SOCIETY GUIDELINE LINKS — Links to society and government-sponsored guidelines from selected countries and regions around the world are provided separately. (See "Society guideline links: Stroke in adults".)
SUMMARY AND RECOMMENDATIONS
●Diagnostic and interventional cardiac catheterization may lead to either ischemic or hemorrhagic stroke. The overall incidence of clinically apparent stroke during or after cardiac catheterization is well under 1 percent in most studies, but may be higher with certain interventional procedures, particularly with aortic valvuloplasty. Stroke in this setting is associated with a high morbidity and mortality rate. (See 'Mechanisms' above and 'Incidence' above and 'Prognosis' above.)
●Most strokes related to cardiac catheterization present during the procedure or within the first 24 hours after the procedure. Frequent manifestations of ischemic stroke and intracerebral hemorrhage include visual disturbance, aphasia, dysarthria, hemiparesis, and altered mental status. (See 'Clinical presentation' above.)
●Important aspects of the management of any patient with periprocedural neurologic deterioration suggestive of stroke include stabilization of airway; breathing and circulation; stroke team activation; emergent brain imaging; determination of symptom onset time; and laboratory tests such as serum glucose and measures of hemostasis. (See 'Evaluation and diagnosis' above.)
●The differential diagnosis of acute stroke includes transient ischemic attack, seizure, migraine, encephalopathy, and other conditions such as hypoglycemia. An additional consideration in the periprocedural period is that of contrast-induced transient cortical blindness. (See 'Differential diagnosis' above.)
●For eligible patients with ischemic stroke who can be treated within 4.5 hours of stroke onset, and selected patients with unknown time of onset and favorable imaging, we suggest intravenous thrombolytic therapy (table 2) (Grade 2C), followed by mechanical thrombectomy for select patients with large vessel occlusions. (See 'Treatment' above and 'Ischemic stroke' above.)

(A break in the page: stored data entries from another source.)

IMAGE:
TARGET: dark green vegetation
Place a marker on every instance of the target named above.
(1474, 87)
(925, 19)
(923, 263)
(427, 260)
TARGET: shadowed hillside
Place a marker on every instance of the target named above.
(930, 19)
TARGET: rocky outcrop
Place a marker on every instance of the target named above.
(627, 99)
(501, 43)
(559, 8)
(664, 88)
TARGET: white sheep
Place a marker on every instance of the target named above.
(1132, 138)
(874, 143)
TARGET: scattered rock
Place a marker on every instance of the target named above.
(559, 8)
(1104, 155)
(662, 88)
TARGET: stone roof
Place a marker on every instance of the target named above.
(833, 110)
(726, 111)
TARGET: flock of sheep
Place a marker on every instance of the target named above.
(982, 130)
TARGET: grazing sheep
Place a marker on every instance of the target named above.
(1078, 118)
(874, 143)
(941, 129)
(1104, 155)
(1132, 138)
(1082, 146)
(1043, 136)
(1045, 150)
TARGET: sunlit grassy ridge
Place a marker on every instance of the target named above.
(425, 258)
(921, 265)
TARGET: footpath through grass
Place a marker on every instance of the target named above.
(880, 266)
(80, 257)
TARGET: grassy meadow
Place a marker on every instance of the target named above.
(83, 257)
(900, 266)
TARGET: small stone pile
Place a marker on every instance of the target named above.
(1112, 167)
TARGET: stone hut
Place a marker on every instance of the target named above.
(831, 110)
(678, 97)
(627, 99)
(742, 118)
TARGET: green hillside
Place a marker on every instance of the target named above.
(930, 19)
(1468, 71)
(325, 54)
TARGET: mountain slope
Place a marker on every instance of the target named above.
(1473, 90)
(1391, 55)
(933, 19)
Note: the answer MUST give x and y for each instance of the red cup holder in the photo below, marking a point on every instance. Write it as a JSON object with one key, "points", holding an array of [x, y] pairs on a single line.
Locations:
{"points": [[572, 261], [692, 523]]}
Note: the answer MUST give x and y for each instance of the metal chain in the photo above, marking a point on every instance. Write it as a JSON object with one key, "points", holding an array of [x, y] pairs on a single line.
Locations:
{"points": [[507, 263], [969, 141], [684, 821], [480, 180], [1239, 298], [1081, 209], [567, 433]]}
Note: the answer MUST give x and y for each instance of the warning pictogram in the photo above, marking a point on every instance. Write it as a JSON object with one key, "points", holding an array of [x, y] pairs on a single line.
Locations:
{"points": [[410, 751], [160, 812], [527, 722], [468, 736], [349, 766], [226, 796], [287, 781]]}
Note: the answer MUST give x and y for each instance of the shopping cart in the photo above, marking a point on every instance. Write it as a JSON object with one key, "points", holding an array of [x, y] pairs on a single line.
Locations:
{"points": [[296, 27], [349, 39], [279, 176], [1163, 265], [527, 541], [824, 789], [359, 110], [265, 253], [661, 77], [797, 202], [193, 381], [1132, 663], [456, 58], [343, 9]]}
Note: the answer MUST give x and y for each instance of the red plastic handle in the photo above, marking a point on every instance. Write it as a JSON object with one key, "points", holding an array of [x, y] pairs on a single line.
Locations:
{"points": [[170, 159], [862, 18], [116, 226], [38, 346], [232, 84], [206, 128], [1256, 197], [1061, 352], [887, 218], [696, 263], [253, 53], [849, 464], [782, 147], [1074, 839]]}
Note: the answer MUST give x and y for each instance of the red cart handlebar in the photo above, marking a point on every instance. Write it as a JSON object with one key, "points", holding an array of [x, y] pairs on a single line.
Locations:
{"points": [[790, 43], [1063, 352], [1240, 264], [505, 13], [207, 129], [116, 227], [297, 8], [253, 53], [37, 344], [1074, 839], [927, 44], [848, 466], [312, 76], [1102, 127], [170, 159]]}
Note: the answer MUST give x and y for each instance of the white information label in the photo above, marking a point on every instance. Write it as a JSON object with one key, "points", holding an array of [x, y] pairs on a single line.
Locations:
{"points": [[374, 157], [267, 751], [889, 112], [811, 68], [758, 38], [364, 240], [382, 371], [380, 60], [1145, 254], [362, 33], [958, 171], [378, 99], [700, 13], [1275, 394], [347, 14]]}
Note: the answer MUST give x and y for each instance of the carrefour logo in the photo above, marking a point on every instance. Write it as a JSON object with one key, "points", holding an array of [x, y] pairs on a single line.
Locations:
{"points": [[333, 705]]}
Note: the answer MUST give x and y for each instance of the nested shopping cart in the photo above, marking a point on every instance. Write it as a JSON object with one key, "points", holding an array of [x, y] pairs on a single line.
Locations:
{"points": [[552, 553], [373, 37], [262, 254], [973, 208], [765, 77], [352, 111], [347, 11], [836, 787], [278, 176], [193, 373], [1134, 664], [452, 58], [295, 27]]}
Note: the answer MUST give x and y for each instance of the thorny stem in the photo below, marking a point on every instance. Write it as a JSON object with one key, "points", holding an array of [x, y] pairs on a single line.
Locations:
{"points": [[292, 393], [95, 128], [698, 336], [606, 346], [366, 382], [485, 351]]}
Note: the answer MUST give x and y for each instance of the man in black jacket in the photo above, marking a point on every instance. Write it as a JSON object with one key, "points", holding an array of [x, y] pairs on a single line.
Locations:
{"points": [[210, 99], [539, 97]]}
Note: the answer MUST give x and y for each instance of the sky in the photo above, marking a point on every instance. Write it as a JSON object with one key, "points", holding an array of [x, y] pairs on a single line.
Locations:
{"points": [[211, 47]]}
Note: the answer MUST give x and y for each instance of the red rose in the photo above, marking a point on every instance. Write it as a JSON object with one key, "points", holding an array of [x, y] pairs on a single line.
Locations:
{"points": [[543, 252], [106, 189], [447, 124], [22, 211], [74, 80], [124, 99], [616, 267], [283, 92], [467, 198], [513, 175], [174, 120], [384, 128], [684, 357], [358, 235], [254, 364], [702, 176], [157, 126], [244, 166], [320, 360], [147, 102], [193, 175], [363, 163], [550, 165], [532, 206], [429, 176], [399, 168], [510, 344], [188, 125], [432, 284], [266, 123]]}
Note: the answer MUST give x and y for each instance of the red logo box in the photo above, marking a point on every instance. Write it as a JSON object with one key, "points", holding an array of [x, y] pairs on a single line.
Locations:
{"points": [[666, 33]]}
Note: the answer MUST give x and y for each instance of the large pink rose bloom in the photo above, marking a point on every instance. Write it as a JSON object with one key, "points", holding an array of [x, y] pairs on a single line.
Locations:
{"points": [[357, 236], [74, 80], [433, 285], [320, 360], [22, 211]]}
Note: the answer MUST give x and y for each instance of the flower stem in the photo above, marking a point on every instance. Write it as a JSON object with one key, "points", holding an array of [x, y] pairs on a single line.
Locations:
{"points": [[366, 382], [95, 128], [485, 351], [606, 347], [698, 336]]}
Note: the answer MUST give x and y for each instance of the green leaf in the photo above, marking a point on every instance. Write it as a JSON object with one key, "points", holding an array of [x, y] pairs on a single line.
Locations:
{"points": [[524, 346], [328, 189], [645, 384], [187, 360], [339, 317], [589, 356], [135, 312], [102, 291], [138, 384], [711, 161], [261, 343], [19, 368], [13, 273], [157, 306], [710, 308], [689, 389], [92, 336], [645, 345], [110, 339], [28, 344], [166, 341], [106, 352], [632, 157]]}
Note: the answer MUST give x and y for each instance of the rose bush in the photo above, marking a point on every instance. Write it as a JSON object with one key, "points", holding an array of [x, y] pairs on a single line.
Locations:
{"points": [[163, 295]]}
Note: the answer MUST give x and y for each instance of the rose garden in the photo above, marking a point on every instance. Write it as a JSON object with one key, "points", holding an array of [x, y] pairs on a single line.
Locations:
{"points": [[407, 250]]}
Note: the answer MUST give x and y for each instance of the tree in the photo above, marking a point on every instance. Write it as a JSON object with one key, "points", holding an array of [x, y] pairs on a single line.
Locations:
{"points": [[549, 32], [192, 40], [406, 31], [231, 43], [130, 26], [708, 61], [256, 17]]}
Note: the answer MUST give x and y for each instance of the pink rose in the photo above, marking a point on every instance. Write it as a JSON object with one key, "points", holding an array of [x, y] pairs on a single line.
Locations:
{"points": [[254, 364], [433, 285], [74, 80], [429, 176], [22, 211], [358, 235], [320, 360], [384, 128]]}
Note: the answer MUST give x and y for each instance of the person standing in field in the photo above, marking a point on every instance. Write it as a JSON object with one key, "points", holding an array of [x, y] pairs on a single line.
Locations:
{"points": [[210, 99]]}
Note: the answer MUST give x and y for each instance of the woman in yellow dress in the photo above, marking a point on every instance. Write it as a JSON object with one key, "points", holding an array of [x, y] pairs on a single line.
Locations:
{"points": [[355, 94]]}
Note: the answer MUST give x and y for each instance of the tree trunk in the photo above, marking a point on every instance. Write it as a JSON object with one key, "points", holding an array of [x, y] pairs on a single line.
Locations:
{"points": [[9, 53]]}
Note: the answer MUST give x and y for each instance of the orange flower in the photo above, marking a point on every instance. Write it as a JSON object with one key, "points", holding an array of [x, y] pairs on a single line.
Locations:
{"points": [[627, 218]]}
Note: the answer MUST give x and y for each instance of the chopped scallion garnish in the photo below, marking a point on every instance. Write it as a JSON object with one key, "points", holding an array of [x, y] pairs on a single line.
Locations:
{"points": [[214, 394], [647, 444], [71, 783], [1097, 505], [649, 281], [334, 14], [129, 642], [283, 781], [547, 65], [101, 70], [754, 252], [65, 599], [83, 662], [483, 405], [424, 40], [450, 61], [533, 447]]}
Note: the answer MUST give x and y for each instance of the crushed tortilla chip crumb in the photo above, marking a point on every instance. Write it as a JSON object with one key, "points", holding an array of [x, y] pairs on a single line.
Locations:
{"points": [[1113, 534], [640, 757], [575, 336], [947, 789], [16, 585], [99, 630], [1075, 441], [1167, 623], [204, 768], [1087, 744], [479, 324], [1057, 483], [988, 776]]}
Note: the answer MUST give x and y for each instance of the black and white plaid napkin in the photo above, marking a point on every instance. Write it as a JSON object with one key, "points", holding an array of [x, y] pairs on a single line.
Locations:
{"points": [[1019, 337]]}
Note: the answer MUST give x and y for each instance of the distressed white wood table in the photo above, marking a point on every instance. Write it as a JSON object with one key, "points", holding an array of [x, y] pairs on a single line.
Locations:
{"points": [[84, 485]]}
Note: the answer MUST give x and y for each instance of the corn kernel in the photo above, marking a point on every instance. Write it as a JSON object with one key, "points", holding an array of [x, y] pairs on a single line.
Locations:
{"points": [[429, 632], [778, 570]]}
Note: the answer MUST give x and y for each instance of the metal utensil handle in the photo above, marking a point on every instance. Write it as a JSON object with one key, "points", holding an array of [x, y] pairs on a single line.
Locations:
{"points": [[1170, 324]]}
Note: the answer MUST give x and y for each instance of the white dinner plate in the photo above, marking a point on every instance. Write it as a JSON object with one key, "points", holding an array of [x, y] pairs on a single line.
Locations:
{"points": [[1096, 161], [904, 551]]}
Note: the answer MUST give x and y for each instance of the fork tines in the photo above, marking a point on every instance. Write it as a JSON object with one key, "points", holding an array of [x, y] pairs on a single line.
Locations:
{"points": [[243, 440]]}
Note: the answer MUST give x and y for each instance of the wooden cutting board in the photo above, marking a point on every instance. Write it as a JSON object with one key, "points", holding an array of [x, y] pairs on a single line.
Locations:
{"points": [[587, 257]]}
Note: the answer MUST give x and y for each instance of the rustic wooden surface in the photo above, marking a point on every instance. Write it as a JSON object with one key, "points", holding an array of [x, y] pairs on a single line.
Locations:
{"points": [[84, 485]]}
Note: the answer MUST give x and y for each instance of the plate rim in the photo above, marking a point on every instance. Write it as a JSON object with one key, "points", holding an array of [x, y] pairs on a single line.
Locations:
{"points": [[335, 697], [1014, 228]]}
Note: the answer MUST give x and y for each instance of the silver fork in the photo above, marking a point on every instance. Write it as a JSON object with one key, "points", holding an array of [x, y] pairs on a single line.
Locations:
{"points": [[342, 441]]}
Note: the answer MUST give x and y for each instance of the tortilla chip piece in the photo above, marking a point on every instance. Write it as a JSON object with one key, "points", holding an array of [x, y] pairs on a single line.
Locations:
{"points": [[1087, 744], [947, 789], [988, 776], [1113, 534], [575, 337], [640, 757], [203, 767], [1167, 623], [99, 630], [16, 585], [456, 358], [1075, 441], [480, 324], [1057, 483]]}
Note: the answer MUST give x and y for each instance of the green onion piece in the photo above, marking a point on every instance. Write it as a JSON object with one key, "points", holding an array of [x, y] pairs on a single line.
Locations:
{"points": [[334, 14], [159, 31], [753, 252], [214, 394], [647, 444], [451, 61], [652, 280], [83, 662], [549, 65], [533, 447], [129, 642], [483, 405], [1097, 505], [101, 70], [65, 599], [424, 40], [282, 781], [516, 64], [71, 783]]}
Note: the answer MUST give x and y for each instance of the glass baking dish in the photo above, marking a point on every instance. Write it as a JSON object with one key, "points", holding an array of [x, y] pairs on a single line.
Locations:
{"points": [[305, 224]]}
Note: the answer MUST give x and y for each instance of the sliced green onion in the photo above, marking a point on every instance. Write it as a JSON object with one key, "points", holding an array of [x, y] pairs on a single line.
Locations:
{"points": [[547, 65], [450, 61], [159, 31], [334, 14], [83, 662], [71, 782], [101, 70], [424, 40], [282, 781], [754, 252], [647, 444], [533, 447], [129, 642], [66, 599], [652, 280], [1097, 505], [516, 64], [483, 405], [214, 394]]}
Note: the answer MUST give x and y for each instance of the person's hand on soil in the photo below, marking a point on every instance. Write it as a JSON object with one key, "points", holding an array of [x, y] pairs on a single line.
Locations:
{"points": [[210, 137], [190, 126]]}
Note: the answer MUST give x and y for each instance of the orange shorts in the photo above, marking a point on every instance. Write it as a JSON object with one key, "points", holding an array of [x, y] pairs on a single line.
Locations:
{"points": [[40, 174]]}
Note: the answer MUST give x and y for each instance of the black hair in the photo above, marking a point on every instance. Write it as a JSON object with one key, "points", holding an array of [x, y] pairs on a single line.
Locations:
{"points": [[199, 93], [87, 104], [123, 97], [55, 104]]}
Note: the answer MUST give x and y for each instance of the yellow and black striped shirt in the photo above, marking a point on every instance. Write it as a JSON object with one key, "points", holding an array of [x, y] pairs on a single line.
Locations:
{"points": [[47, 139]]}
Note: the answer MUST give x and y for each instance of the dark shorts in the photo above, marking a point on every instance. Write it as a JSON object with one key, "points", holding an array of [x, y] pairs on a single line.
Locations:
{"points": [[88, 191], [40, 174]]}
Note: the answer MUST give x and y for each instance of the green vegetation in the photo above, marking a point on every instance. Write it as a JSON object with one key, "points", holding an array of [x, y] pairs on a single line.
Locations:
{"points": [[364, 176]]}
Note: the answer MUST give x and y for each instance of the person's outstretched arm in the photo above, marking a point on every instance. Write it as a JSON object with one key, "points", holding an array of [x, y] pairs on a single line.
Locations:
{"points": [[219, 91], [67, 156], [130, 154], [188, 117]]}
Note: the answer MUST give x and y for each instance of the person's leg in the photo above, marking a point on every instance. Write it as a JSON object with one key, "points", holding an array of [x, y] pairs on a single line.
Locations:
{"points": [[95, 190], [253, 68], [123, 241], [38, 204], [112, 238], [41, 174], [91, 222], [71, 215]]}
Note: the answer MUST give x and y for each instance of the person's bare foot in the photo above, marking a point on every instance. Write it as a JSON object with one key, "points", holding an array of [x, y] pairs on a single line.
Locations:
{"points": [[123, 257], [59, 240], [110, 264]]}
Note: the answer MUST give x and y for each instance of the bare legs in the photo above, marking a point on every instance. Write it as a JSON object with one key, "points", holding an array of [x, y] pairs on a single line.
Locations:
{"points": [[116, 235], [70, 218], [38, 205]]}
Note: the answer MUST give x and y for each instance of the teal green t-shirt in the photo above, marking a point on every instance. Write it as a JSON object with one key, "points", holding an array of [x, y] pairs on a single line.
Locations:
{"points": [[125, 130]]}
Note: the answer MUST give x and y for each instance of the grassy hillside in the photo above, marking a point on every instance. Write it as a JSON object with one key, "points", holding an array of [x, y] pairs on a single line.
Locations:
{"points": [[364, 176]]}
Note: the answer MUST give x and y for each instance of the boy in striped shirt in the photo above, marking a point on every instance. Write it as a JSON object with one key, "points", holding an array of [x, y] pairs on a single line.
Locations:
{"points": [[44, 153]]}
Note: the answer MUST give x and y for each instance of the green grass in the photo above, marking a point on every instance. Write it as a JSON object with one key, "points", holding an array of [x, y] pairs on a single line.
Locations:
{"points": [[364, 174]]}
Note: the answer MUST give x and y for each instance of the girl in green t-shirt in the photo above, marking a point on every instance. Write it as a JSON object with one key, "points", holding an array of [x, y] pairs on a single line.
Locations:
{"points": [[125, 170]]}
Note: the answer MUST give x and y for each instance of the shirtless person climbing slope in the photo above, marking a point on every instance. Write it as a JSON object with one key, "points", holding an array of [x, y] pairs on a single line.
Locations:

●Patients with acute ischemic stroke caused by a large artery occlusion who can be treated within 24 hours of the time they were last known to be at their neurologic baseline should be evaluated for mechanical thrombectomy (algorithm 1). (See 'Ischemic stroke' above and "Mechanical thrombectomy for acute ischemic stroke".)
●For patients with hemorrhagic stroke (ie, intracerebral hemorrhage or subarachnoid hemorrhage), urgent management issues involve reversal of anticoagulation, blood pressure control, and treatment of elevated intracranial pressure. (See 'Hemorrhagic stroke' above.)